CHIRUMANZU-ZIBAGWE MP Auxillia Mnangagwa (Zanu PF), has called on the Ministry of Education to urgently overhaul its school curriculum and focus more on technical subjects to enable pupils to acquire self-sustaining skills.

BY BLESSED MHLANGA

Speaking at the Midlands provincial prize-giving day last Friday, Vice-President Emmerson Mnangagwa’s wife said the country’s education system had been criticised for producing half-baked graduates who could not translate their theoretical knowledge into practice.

“Our education is often criticised for failing to produce graduates who are useful to society, but what I have seen here tells me that this will be a thing of the past,” she said.

“The As on the certificates have to be concretised so that we can begin to see the pupils and graduates inventing life-changing machinery and technology, which will uplift the status of Zimbabwe and its people on the global arena,” she said.

The MP also called on the business community to invest in home-based inventions, which were tailor-made to address the challenges faced by the local industry.

“Quite often, we are forced to import simple technology from foreign companies and this puts a strain on our import bill. Simple items like maize-shelling machines, which can be designed and manufactured locally and will be affordable to the farmer are sometimes imported because we don’t have local industry which supports inventions by our young pupils,” she said on the sidelines of the event.

She also warned pupils not to engage in acts of indiscipline following the ban on corporal punishment.

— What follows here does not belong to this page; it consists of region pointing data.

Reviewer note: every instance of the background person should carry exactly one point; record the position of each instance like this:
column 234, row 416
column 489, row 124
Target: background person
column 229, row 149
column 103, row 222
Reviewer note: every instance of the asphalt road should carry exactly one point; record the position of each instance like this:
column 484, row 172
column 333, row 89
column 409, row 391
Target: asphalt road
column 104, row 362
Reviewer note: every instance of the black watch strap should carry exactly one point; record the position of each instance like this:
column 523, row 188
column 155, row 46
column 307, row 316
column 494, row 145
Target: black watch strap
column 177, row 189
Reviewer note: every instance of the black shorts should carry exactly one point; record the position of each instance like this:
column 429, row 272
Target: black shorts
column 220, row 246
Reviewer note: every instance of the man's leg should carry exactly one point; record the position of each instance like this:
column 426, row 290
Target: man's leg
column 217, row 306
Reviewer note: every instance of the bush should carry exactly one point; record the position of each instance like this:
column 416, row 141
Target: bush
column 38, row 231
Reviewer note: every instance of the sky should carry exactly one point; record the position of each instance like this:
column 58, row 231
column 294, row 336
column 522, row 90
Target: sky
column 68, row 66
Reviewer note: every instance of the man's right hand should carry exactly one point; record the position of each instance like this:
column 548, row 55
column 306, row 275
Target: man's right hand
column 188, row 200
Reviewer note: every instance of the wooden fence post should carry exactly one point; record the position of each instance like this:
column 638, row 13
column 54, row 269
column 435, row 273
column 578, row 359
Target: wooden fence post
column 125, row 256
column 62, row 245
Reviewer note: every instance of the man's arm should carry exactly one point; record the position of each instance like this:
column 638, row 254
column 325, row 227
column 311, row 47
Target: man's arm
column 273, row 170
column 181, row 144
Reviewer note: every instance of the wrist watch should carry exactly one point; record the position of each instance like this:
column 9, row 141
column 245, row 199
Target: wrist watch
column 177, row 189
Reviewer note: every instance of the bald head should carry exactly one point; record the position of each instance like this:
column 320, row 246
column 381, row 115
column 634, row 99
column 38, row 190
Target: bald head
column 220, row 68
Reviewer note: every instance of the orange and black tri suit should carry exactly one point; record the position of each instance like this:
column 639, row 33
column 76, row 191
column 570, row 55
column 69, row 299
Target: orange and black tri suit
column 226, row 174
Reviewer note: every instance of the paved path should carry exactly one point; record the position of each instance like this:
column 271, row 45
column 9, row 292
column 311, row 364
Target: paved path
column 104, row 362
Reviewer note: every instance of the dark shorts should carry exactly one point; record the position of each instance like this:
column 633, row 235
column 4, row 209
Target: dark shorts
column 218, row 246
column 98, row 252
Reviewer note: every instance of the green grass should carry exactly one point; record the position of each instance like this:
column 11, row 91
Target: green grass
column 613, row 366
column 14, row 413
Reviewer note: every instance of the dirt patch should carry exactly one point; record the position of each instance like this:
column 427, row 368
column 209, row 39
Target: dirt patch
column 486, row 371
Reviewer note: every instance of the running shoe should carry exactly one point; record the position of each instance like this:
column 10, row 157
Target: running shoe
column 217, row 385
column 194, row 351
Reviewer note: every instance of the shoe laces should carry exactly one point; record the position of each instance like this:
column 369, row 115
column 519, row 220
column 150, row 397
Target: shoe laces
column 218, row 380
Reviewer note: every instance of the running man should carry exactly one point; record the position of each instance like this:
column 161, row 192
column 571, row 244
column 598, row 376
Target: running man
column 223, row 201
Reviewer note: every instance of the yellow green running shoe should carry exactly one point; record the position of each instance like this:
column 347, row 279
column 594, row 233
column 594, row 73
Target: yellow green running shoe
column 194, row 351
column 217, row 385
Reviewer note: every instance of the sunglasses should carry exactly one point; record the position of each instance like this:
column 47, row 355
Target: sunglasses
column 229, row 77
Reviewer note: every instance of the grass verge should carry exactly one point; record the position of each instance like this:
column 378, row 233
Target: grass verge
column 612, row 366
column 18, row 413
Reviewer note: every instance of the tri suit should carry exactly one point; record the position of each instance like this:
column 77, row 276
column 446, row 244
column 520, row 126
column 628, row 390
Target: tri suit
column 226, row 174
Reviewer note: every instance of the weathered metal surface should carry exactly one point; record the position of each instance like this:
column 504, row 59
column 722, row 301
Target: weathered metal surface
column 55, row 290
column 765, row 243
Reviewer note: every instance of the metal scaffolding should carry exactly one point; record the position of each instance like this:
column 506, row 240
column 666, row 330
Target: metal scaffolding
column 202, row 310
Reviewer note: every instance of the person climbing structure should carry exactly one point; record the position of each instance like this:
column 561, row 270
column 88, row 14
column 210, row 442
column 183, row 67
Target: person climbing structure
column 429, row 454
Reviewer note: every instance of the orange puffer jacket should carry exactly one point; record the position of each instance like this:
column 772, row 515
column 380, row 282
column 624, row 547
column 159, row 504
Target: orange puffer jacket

“Government has said no more corporal punishment in schools and what do we see, an upsurge in cases of indiscipline in schools but let you be warned: The Bible says the wages of sin is death but I say the wages of indiscipline is ignorance,” she said.

Regina Mundi maintained the top spot with a pass rate of 97,1%, while in the primary schools category Bata, Shabani, Maryward, Kwekwe and Fitchlea schools were tops with a high number of pupils attaining four units at Grade Seven.